Zu Beginn der Erkrankung sind die Symptome unspezifisch: Kopfschmerzen, ein steifer Nacken, Lichtempfindlichkeit oder Schlaflosigkeit bis hin zu Krampfanfällen. Im schlimmsten Fall können schwere Schäden auftreten, darunter:
- Lähmungen
- Koma
- Hirnhautentzündung
- Nervenschäden
Im schlimmsten Fall kann die Infektion zum Tod führen. So geschah es einem jungen Mann in Australien, der 2010 als Mutprobe eine Schnecke gegessen hatte.

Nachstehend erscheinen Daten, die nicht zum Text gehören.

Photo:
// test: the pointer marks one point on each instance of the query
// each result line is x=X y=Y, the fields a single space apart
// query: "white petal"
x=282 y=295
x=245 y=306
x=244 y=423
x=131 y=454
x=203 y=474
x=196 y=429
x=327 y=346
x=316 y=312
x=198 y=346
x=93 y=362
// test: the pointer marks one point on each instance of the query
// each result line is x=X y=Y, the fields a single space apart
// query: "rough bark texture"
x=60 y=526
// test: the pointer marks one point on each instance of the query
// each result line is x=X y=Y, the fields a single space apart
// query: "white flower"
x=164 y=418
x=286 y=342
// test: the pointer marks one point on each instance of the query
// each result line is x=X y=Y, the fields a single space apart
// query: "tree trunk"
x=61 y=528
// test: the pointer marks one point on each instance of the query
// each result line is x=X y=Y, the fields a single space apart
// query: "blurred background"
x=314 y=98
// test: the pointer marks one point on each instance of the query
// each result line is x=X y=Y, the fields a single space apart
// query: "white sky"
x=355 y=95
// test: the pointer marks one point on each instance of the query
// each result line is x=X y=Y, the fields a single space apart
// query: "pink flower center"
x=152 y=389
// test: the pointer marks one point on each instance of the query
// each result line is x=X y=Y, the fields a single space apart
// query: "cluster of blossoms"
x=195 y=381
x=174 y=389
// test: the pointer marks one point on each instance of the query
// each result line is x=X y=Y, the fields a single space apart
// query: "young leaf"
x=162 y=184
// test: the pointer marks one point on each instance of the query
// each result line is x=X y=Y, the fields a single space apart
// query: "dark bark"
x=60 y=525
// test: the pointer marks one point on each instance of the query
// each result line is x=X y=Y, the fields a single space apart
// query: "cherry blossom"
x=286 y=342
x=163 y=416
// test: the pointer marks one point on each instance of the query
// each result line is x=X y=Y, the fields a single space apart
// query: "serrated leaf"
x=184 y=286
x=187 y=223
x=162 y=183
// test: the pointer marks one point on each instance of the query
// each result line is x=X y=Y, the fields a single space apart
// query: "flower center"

Nach 420 Tagen im Koma verließ er das Krankenhaus, blieb jedoch schwerkrank und verstarb acht Jahre später. Eine spezifische Behandlung gegen die Infektion gibt es nicht. Besonders gefährdet sind Personen mit geschwächtem Immunsystem, HIV-Infizierte sowie schwangere Frauen.